Monasticism is the gift of Egypt to Christendom. It came into existence in the third century, and from there it spread over the whole world. The characteristics of Coptic Monasticism are (a) the urge to pray without ceasing; (b) the hunger to meditate on the word of God; and, (c) the disciplining of one’s self by fasting, vigils, celibacy, the subduing of the fleshly desires, willful poverty and the renunciation of worldly concerns. As a movement, monasticism was started by St. Anthony (251–356 AD). In a few decades, pious men from many parts of the world flocked to the Egyptian deserts to sit at the feet of these spiritual giants to learn the art of monasticism. Among them were the Palestinian Hilarion, the Italians Jerome and Rufinus, the Cappadocian Basil the Great, and the Scythian John Cassian who settled in France. They all introduced monasticism into their lands based on the monastic order learned in Egypt established by St. Pachomius, the founder of the coenobitic, i.e. community, way of life. In fact, the Roman Catholic St. Benedict’s monastic order was based on that of St. Pachomius.

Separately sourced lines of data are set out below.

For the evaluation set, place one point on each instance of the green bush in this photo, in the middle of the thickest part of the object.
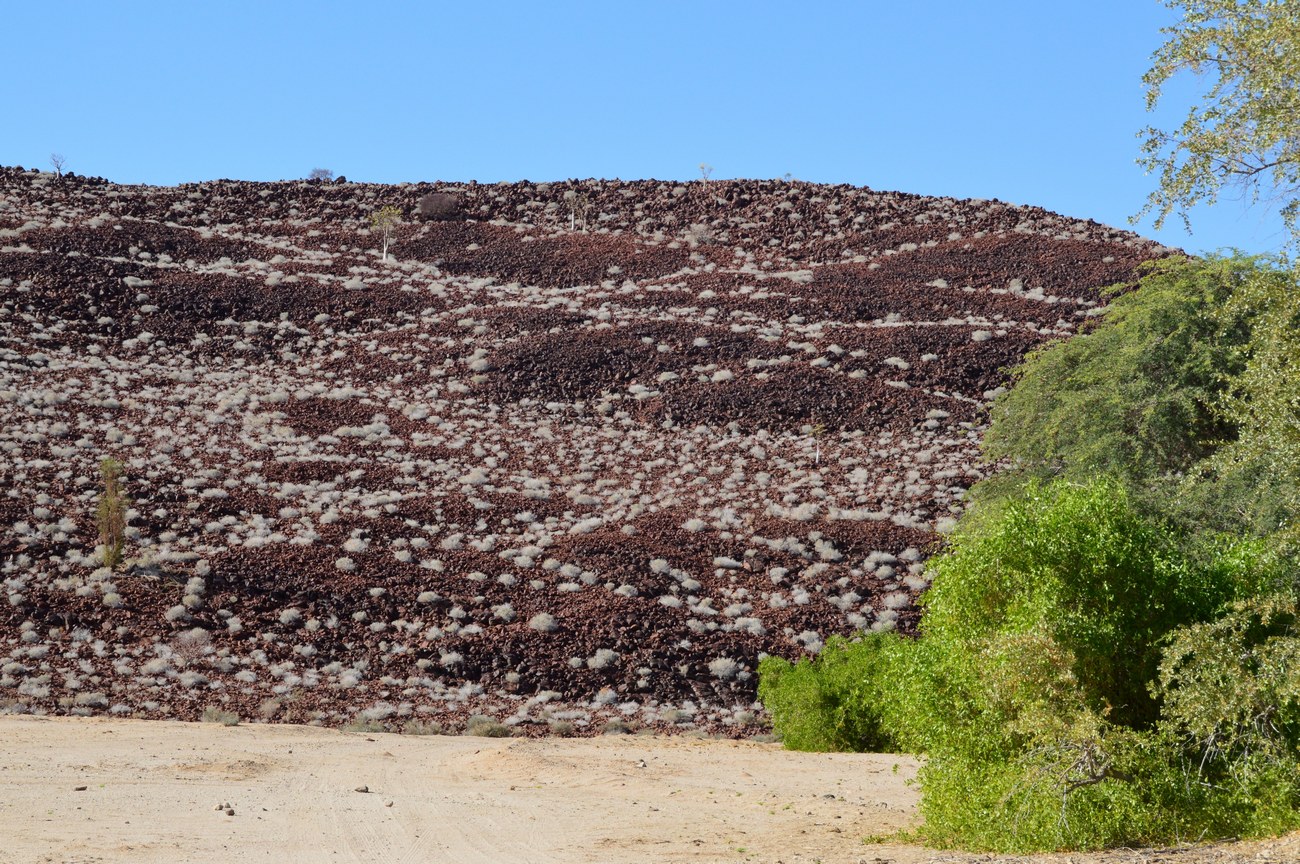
(1187, 390)
(1030, 687)
(826, 704)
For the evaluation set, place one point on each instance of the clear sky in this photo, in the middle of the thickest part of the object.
(1031, 101)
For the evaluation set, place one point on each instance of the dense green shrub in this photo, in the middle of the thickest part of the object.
(826, 704)
(1032, 686)
(1187, 390)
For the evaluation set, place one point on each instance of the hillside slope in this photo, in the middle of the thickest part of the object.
(576, 452)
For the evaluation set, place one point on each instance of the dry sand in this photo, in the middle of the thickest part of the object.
(115, 791)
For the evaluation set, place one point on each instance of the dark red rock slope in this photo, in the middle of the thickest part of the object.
(583, 451)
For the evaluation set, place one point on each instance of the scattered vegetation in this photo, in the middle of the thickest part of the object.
(485, 726)
(216, 715)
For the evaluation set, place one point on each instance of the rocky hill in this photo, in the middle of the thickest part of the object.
(575, 456)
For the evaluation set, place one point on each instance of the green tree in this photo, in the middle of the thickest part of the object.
(385, 222)
(1246, 129)
(111, 513)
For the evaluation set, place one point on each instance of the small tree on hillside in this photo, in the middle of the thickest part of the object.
(385, 222)
(111, 513)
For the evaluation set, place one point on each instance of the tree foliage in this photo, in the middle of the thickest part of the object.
(1246, 129)
(1187, 390)
(1038, 686)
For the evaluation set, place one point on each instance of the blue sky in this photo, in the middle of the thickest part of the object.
(1030, 101)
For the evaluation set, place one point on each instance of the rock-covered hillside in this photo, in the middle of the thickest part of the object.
(575, 452)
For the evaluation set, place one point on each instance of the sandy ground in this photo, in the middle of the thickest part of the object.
(115, 791)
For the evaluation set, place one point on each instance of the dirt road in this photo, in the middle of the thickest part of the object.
(81, 791)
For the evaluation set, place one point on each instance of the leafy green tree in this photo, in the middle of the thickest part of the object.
(1246, 129)
(1187, 390)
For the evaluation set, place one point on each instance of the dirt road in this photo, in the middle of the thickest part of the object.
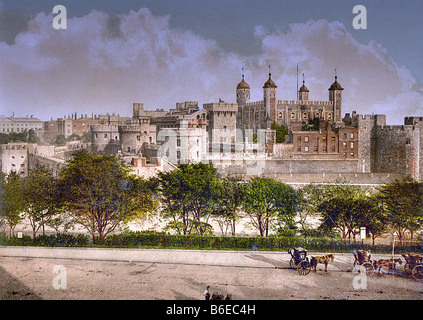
(60, 278)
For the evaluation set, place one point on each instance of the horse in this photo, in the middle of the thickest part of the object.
(323, 259)
(390, 263)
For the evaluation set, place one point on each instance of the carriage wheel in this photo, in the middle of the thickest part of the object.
(369, 268)
(408, 268)
(304, 267)
(417, 273)
(292, 263)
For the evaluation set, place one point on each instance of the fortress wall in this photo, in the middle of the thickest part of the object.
(329, 178)
(397, 149)
(288, 166)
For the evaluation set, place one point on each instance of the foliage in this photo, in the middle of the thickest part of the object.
(281, 132)
(267, 201)
(230, 200)
(145, 239)
(39, 198)
(100, 194)
(403, 203)
(11, 200)
(189, 195)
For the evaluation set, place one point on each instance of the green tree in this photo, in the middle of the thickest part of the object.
(11, 200)
(189, 195)
(229, 203)
(267, 201)
(39, 198)
(99, 193)
(281, 132)
(403, 203)
(59, 141)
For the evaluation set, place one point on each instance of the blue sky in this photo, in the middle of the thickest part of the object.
(178, 44)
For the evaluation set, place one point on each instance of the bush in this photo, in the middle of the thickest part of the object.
(147, 239)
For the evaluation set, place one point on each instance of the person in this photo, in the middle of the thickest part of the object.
(207, 293)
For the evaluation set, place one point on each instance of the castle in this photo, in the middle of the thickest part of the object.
(235, 136)
(238, 138)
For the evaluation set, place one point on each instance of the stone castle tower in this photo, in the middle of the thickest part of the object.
(335, 96)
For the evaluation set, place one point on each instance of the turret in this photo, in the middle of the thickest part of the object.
(303, 93)
(242, 92)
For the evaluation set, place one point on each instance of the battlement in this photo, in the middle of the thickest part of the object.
(99, 128)
(255, 104)
(221, 106)
(397, 128)
(307, 102)
(413, 120)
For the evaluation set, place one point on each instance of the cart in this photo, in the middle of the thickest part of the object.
(299, 261)
(414, 265)
(362, 258)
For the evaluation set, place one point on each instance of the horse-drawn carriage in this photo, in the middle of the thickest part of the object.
(299, 261)
(363, 259)
(414, 265)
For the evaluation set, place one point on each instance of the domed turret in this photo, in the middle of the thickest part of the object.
(335, 96)
(303, 93)
(243, 84)
(270, 83)
(242, 92)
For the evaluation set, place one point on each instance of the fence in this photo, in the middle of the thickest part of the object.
(163, 240)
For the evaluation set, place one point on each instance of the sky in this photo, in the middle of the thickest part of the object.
(161, 52)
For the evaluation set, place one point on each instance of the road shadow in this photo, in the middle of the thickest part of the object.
(275, 263)
(12, 289)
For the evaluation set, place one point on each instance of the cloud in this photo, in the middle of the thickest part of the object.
(373, 82)
(103, 63)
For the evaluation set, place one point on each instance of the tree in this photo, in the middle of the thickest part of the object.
(281, 132)
(229, 203)
(39, 198)
(99, 193)
(189, 195)
(403, 203)
(11, 200)
(267, 200)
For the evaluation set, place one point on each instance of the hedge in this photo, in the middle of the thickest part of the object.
(145, 239)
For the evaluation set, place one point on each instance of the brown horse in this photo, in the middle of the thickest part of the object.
(324, 260)
(390, 263)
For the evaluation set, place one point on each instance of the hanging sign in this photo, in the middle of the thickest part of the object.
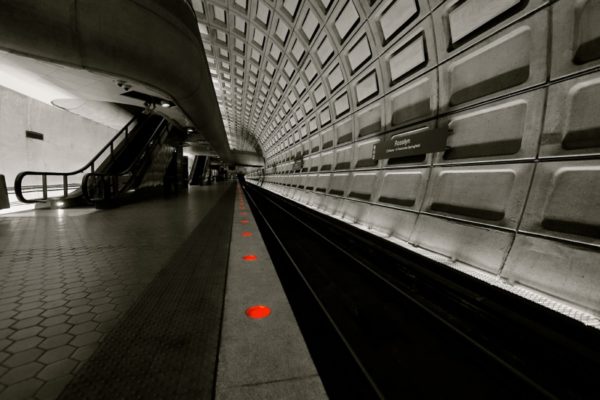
(411, 143)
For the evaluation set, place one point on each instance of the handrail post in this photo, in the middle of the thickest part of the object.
(44, 187)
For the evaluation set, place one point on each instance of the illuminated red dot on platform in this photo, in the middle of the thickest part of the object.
(258, 312)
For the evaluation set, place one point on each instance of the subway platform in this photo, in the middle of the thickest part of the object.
(149, 300)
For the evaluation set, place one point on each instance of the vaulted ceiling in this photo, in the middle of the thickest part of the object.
(256, 50)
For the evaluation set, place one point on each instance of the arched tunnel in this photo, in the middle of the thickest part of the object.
(346, 199)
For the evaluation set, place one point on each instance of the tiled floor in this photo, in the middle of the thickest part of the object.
(67, 275)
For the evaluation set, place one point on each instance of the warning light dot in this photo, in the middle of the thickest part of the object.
(258, 312)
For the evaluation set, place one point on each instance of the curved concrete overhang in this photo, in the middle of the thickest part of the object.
(153, 42)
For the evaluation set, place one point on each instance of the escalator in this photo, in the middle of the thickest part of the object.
(110, 174)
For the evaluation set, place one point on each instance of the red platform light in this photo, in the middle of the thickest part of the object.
(258, 312)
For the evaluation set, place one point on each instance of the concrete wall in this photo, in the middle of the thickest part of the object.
(69, 142)
(516, 194)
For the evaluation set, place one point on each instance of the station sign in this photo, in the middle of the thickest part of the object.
(412, 143)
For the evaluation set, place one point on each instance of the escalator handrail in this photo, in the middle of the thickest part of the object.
(129, 171)
(19, 179)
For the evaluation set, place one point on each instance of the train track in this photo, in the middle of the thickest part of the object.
(383, 322)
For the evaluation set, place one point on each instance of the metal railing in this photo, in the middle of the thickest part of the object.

Christianity is a missionary religion.  St. Mark’s preaching in Egypt was a living testimony of this fact.  Many Copts followed in his footsteps.  From Pope Athanasius to Verena the simple nurse; they all witnessed to Christ in different lands.  That nurse who was accompanying the Theban Legion, preached the Gospel of Christ to the Swiss women while teaching them basic hygiene.  St. Verena has become until today, their matron saint.  Coptic missionaries reached as far as the British Isles, Europe, Libya, Nubia, Sudan, Ethiopia, Arabia, and India.

After the Council of Chalcedon (451 AD)

The first major schism in the Apostolic Church occurred at the Council of Chalcedon.  Although the Nestorian heresy had been condemned in the Council of Ephesus (431 AD), Nestorianism and crypto-Nestorianism continued to permeate throughout the Church.  Unfortunately, after continuing to defend the faith against this heresy, the Patriarch of Alexandria, Pope Dioscorus (25th), was excommunicated under the decision of this Council and exiled after being tortured by decree of the Emperor.  The Byzantines then forcefully installed an Imperial Patriarch.  The Copts retaliated by electing a native rival Coptic Patriarch as the successor of St. Mark.  The Byzantines, aided by the civil authorities, persecuted the Copts very severely by massacring them even as they worshipped inside their churches. The aftermath of Chalcedon was one of the saddest periods in the history of Coptic Christianity.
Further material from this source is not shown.